6.6 Linear Probability Models

People (who me? yes, I admit, me) will sometimes still use a linear OLS model when we have dichotomous outcomes. In that case, we interpret the results as a “linear probability model” where a one-unit change in \(x\) is associated with a \(\hat \beta\) change in the probability that \(Y_i = 1\).

This may sound like a disaster because linear models are generally meant for nice continuous outcomes, and there is no way to prevent extreme values of \(X\beta\) from extending above 1 or below 0. This is not to mention the heteroskedasticity issues that come from binary outcome because the error terms depend on the values of \(X\). This website has a good overview of the potential problems with linear regression with binary outcomes.

Image from Chelsea Parlett-Pelleriti @ChelseaParlett on Twitter

However, we can address some of these potential issues: 1) we can use robust standard errors to account for non-constant error variance , 2) if you look at the S-curve in the previous section, you will note that a large part of the curve is pretty linear over a wide range of \(X\beta\) values. For many applications, the estimates transformed from a logit or probit into probability will look similar to the estimates from a linear probability model (i.e., OLS). 3) Linear probability models are easier to interpret, and there is no need to transform coefficients.
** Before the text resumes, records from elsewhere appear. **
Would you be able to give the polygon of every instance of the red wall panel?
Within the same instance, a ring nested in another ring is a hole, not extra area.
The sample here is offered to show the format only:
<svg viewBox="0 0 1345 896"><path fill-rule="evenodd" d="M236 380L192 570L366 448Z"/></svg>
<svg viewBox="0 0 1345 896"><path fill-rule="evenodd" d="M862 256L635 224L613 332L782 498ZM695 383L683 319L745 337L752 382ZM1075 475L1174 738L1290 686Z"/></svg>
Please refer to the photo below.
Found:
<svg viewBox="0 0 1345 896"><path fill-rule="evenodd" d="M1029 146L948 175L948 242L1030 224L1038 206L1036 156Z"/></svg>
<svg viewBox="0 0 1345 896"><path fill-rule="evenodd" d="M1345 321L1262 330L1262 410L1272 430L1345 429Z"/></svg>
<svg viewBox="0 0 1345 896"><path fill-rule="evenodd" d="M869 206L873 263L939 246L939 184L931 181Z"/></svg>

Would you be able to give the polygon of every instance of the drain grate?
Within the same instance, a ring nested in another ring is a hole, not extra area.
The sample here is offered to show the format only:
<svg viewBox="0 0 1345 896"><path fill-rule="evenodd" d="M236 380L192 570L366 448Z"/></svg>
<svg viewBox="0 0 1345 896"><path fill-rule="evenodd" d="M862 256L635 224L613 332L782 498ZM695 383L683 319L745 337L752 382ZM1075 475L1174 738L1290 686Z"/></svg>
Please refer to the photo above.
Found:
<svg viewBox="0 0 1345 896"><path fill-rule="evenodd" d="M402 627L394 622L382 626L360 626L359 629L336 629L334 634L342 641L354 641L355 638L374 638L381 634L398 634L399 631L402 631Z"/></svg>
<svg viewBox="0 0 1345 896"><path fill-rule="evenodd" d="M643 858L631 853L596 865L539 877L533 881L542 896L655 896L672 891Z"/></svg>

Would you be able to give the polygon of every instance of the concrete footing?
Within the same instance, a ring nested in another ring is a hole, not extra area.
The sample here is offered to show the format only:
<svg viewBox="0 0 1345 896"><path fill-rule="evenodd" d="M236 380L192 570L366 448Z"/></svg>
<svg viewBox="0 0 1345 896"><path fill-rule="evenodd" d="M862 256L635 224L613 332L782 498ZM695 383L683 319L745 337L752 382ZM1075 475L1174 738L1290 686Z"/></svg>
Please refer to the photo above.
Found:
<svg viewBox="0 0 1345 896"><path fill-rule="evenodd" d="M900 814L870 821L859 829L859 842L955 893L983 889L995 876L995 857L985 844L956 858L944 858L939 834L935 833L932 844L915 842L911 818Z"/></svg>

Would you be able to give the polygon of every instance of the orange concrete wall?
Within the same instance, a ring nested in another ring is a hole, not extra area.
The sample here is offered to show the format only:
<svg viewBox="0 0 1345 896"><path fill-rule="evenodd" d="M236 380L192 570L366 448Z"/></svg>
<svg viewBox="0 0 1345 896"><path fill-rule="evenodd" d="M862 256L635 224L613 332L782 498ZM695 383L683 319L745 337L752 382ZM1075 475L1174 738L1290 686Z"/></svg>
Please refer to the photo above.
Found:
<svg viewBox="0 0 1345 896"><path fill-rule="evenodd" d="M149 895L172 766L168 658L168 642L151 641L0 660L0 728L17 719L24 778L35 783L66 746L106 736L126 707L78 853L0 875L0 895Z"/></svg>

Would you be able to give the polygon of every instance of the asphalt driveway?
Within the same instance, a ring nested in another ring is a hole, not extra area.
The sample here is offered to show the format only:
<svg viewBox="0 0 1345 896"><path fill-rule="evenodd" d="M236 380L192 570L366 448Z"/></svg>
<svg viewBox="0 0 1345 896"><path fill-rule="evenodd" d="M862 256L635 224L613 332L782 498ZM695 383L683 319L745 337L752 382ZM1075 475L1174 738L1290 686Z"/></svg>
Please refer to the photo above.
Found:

LPM vs. logit/probit has spurred a lot of debate throughout the years. Reviewers disagree, twitter users disagree, some people just like to stir the pot, etc. This is just something to be aware of as you choose modeling approaches. Particularly when it comes to experiments and other causal inference approaches, there is a non-trivial push among active scholars to stick with linear probability models when your key independent variable is a discrete treatment ind icator variable. See this new article from Robin Gomilla who lays out the considerations for using LPM, particularly in experimental settings, as well as follow up discussion from Andrew Gelman. That said, even if you run with an LPM and cite the Gomilla article, a reviewer may still ask you to do a logit/probit. And there are certainly circumstances where LPM will fall short. So what’s the upshot? Probably try both, and then choose your own adventure.